Wow, the last five years have been pretty epic in real estate. Each year has set a record and you’ve reaped the rewards. In 2022, Realtors and loan officers are coming off of that high, and the sudden lack of interest is both shocking and a true test of strength to overcome barriers.  It’s especially a challenge for those who began their careers in 2015 or later.

Following these record producing years of low interest rates and double-digit home appreciation, it can be stressful not to have a healthy pipeline of loans or steady flow of homeowners inquiring to see how much they can sell their home for or that homebuyer demand we had back in 2021. As the go-getter and survivalist you are you should be asking yourself how can I grow my business in tough times like this year? 

Well as luck would have it! We have 3 tips to help improve your business in 2022 (and 7 methods you absolutely want to not do). 

Tip No. 1: Increase Your Prospects

 Of course this is clearly evident, but it’s a necessary step towards building a solid business. One of the best methods to getting more prospects is to market to people you already have a relationship with.  This includes professional and friends and family.  

It’s ideal because it’s the most inexpensive yet most effective ways to obtain more business. Many realtors and mortgage originators have a large circle of contacts that should be utilized. Your professional sphere can be regarded as your referral partners and they are extremely valuable in difficult periods such as 2022.

If you rely primarily on generating internet leads you may have discovered they are very competitive and not very loyal because many of them are seeking the lowest loan fees or real estate agent commission rebates.

There’s always exceptions and methods you can implement to make these leads more valuable with better follow-up response times, prospect questions, and being persistent.  You don’t want your marketing dollars wasted with bad leads and end up where you are today with little business.
 

•        The takeaway:  Market existing contacts and relationships

•        Avoid buying online leads without truly qualifying them.

•        Start using another marketing channel;  direct mail and cleverly timed postcards

Tip No. 2: Get More Loans Per Customer

 According to a Redfin study, the average homeowner will stay in their home for 13.2 years. This means they may very well have gotten a purchase loan, refinance their home and purchase a move up home.  People underestimate the high potential to get that low-hanging fruit; the second and third transaction! If you did them right on the purchase loan, you are very likely to be their number one choice for their transaction. 

 It’s a delicate situation between reaching out and not being too persistent. Develop a system to look for possibilities and filter out the homeowners you’ve helped and their neighbors who are in the market. 

•        Takeaway: Review your old purchase clients. Follow up with them so you are top of mind, again.

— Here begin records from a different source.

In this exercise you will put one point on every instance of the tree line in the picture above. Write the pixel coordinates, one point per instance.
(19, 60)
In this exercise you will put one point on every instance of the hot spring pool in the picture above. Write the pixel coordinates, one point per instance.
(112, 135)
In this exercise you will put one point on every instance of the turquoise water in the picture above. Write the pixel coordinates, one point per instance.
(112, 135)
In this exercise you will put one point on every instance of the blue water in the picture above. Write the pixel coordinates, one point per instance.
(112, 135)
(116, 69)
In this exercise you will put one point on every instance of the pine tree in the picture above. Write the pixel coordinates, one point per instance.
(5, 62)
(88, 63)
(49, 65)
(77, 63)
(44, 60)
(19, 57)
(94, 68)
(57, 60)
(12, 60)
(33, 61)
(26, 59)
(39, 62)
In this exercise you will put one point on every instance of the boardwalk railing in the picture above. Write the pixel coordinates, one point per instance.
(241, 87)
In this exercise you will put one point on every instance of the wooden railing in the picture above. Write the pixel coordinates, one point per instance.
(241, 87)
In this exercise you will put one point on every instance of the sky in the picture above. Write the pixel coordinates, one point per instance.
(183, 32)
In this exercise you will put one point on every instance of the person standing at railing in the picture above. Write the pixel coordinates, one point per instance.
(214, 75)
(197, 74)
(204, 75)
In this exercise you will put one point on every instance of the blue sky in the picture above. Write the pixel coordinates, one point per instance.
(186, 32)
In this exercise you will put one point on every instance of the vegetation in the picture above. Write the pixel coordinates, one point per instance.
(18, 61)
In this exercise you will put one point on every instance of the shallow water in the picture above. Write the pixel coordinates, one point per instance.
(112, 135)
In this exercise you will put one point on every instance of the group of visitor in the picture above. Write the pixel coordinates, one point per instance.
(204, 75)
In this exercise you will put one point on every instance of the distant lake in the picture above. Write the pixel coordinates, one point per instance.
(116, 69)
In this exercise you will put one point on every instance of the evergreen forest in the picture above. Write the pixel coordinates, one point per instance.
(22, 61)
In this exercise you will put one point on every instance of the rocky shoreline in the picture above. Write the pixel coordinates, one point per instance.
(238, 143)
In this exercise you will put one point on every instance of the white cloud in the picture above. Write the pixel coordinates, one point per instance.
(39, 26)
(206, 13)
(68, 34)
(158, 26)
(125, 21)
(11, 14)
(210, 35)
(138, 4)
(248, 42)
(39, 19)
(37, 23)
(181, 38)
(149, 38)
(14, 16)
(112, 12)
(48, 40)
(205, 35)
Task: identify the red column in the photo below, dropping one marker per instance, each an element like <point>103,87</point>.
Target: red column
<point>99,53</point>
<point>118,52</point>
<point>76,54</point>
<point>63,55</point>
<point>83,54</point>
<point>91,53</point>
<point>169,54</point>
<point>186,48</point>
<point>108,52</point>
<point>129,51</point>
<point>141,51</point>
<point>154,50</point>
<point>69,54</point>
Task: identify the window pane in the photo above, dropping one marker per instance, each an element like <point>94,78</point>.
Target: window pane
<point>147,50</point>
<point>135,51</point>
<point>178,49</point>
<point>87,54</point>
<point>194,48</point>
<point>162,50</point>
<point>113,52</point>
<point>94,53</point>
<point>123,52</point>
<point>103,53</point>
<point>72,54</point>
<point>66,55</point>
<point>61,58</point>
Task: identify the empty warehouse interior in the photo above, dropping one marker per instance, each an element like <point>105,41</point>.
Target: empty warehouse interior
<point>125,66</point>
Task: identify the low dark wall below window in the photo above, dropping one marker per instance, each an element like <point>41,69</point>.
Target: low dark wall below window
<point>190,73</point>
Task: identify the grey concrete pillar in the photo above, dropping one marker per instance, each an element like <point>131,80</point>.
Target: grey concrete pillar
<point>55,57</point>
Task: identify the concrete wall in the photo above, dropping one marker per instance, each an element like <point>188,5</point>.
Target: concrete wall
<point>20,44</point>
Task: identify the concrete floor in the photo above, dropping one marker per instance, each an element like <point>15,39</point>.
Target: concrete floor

•        Absolute no no’s:  Spamming your old contacts excessively

Tip No. 3: Get More Referrals Per Customer

 The best way to generate referrals is by making a system that really connects and benefits the people. It is recommended to start off with establishing dependable referrals for every area of life like a reputable electrician, handyman, moving company, or landscaper. As soon as the trust is set up, it’s easy for both partners to progress and become mutually worthwhile for each person’s profession.

•        Takeaway:  Develop a system of trusted referrals and connections from your business network

•        Avoid posting on your own personal social media accounts to spark interest.

o        Avoid asking anyone you meet if they know somebody who is selling, buying or wants a mortgage.

o        Avoid asking your customers for names and numbers of their friends, colleagues or relatives that may be seeking a loan or buying a home.